Last winter, Scott McLarty wrote a long article exploring the prospect of Sanders as the Green nominee. First, he dismissed the impact of running as an independent, saying, “Here’s the problem with independent campaigns: they leave no legacy. An independent might call public attention to a few big issues ignored by the D and R candidates, but there exists no institutional means to carry the independent’s ideas forward after Election Day.”
Then, he said it was a fantasy that progressives can steer the Democratic Party to the left. “Just ask Dennis Kucinich. Or Rev. Jesse Jackson,” he wrote. “Their campaigns serve mainly to keep progressives within the Democratic fold during the pre-primary period, ensuring that most of the latter will vote for the party’s corporate-money nominee in the general election.”
Those considerations present Sanders with an obvious choice that neither he—nor mainstream reporters like the AP’s Gram want to acknowledge, McLarty said. “They seem to go out of their way to ignore a third option staring them in the face: running Green.”
“It’s very possible that Sen. Sanders would win the Green nomination if he competed for it,” he wrote. “A quick comparison of Sen. Sanders’ positions with the Green Party’s platform and principles shows a close match.”

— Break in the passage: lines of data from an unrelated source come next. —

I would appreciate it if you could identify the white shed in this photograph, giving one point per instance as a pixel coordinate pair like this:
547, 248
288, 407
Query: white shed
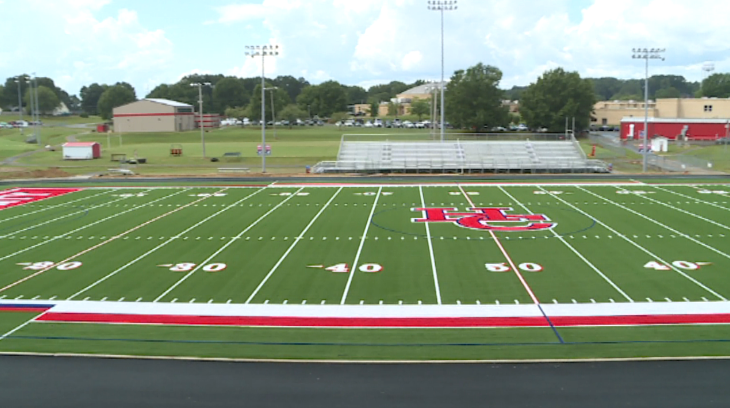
81, 150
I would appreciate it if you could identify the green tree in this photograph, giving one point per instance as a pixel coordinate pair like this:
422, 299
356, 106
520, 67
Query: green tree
473, 98
323, 99
420, 107
47, 100
717, 86
230, 92
292, 86
281, 99
90, 98
558, 94
114, 96
374, 109
292, 112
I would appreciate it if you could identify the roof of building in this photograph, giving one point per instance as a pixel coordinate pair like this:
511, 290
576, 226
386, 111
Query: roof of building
424, 89
80, 144
167, 102
640, 119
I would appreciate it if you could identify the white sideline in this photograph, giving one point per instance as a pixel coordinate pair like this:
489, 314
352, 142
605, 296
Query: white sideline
189, 274
641, 248
62, 217
657, 223
692, 198
164, 243
89, 225
359, 249
430, 252
296, 241
575, 251
380, 311
87, 250
54, 206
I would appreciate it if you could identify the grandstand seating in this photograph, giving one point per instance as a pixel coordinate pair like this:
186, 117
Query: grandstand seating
469, 156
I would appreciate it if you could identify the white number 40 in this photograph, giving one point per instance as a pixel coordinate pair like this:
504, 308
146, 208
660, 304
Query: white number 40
503, 267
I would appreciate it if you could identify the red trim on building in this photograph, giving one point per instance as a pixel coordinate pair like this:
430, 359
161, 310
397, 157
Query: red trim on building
122, 115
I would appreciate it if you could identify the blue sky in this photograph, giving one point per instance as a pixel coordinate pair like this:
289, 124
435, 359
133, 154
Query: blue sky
356, 42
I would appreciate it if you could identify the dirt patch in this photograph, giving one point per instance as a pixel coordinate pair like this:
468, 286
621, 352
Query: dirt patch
20, 173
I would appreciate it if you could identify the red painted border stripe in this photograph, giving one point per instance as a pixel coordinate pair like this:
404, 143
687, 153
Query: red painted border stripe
425, 322
282, 321
23, 309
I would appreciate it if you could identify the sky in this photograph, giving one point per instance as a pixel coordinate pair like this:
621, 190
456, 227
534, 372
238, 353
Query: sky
355, 42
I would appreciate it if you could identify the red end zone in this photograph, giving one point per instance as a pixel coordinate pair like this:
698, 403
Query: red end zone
20, 196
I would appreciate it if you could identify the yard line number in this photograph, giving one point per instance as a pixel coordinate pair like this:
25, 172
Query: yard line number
689, 266
189, 266
37, 266
503, 267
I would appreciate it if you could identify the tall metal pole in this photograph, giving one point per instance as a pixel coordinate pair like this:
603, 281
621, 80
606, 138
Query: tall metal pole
442, 6
263, 52
200, 114
647, 54
37, 120
20, 99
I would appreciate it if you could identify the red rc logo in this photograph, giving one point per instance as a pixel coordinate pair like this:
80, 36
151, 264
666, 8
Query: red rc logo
484, 219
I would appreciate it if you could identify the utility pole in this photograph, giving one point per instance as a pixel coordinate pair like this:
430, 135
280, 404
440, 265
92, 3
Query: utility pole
442, 6
200, 116
647, 54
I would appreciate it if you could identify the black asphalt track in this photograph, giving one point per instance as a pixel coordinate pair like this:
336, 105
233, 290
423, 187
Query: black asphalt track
79, 382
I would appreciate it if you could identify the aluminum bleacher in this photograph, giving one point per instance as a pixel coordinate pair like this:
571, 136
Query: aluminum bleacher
475, 154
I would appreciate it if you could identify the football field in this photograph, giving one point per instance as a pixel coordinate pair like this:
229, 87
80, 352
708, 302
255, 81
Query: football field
359, 248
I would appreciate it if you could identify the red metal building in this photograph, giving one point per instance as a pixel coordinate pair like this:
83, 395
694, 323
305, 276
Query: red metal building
695, 129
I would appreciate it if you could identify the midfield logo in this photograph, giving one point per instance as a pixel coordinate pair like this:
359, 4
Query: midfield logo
485, 219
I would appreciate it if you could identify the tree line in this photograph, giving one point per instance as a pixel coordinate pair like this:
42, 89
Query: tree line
473, 96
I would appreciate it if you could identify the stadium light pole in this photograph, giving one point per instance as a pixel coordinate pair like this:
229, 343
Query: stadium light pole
647, 54
200, 114
264, 51
706, 67
442, 6
273, 112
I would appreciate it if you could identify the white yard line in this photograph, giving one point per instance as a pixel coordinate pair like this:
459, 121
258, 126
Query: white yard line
691, 198
87, 250
359, 249
90, 225
10, 333
506, 255
53, 206
575, 251
296, 241
62, 217
717, 251
164, 244
430, 251
221, 249
682, 211
641, 248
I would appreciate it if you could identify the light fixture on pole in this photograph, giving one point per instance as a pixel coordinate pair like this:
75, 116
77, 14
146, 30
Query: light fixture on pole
264, 51
273, 112
18, 80
647, 54
442, 6
200, 114
706, 67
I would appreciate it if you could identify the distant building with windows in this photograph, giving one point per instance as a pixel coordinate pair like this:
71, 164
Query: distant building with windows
154, 115
613, 112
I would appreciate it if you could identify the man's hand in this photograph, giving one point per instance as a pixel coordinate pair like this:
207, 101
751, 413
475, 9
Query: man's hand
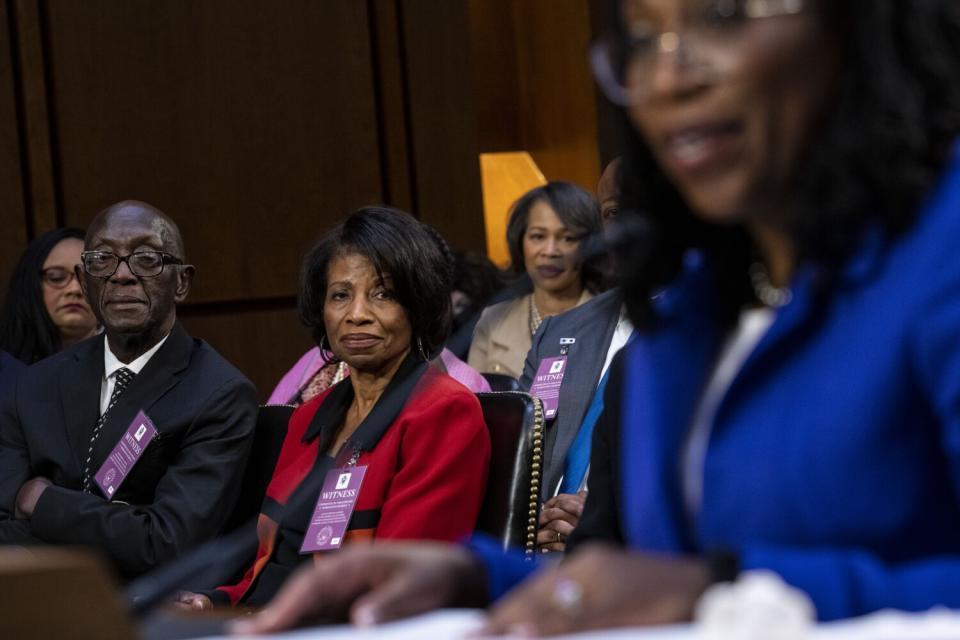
598, 587
28, 496
190, 601
374, 584
558, 518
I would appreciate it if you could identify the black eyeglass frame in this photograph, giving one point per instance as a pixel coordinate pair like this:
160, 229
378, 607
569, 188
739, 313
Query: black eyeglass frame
71, 275
165, 259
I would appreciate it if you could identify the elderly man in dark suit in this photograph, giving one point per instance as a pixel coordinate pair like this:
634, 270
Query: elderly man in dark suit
69, 412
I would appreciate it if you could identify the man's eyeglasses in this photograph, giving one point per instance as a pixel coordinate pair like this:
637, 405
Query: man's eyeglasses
713, 32
57, 277
143, 264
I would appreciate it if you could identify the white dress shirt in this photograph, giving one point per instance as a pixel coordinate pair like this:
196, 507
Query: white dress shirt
111, 364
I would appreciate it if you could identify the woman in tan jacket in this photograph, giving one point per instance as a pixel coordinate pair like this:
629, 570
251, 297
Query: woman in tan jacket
546, 231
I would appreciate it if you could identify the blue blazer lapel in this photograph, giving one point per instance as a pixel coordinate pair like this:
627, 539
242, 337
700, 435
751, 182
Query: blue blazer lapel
587, 356
80, 398
664, 373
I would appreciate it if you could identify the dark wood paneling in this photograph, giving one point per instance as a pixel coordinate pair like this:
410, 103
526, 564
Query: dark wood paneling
443, 124
559, 103
34, 118
12, 206
493, 46
252, 123
533, 83
264, 344
390, 85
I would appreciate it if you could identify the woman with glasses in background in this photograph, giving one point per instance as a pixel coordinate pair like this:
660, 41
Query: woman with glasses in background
45, 310
790, 209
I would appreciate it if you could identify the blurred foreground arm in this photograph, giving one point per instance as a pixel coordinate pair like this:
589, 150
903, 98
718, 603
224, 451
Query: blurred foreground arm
374, 584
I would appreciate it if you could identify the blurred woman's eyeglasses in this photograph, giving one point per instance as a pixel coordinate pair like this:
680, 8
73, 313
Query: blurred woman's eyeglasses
57, 277
624, 64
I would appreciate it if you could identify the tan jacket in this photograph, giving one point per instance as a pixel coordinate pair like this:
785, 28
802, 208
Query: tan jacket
501, 339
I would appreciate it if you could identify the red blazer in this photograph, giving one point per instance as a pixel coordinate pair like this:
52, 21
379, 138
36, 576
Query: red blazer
425, 478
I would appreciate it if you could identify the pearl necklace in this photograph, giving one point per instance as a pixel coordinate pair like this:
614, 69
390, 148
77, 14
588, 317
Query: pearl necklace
765, 291
534, 318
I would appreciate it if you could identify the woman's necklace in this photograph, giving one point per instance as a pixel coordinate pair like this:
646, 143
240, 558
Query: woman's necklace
765, 291
534, 318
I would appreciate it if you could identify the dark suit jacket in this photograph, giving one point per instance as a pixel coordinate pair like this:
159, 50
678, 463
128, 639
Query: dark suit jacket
592, 324
10, 368
183, 487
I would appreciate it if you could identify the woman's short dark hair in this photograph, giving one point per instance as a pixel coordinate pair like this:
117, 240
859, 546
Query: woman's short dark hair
26, 330
881, 149
399, 246
577, 209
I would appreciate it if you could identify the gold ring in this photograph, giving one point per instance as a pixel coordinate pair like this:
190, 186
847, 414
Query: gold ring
567, 596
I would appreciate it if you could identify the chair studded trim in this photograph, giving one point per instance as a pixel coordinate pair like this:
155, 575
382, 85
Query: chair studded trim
123, 377
511, 506
536, 463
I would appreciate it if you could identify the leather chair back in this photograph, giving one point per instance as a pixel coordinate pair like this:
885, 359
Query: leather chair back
268, 438
511, 505
502, 382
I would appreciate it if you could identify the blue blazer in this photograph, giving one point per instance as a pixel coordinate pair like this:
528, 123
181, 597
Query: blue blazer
10, 368
834, 458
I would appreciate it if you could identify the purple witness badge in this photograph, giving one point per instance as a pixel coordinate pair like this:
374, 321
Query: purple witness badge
125, 454
338, 497
546, 384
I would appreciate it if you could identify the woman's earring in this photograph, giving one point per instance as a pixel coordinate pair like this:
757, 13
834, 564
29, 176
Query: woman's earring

There are two main objections to running as a Green, McLarty said, “(1) he’d siphon votes away from the Democrat, and (2) he’d have no chance of winning the White House, so why bother running?”
McClarty said that Greens “face this [why bother] question all the time.” He replied that “there are more ways to win than qualifying for the front-door key to the White House,” such as raising the profile of issues ignored by mainstream parties, helping to raise the profile of local Green Party candidates, and really contributing to building a political movement at the grassroots.
“If you want a revolution, you have to do something revolutionary,” he said. “The political revolution that Sen. Sanders advocates requires a sustained movement that’s represented by a party in the electoral arena. The party must be permanent, serious about electoral participation, independent of the bipartisan establishment, and beyond the reach of corporate PACs, lobbyists, and campaign checks. One party fits that description.”
Is Sanders’ best scenario for running in 2016 as a Green—not as a Democrat nor an independent? Time will tell, but it’s a real option and not to be dismissed.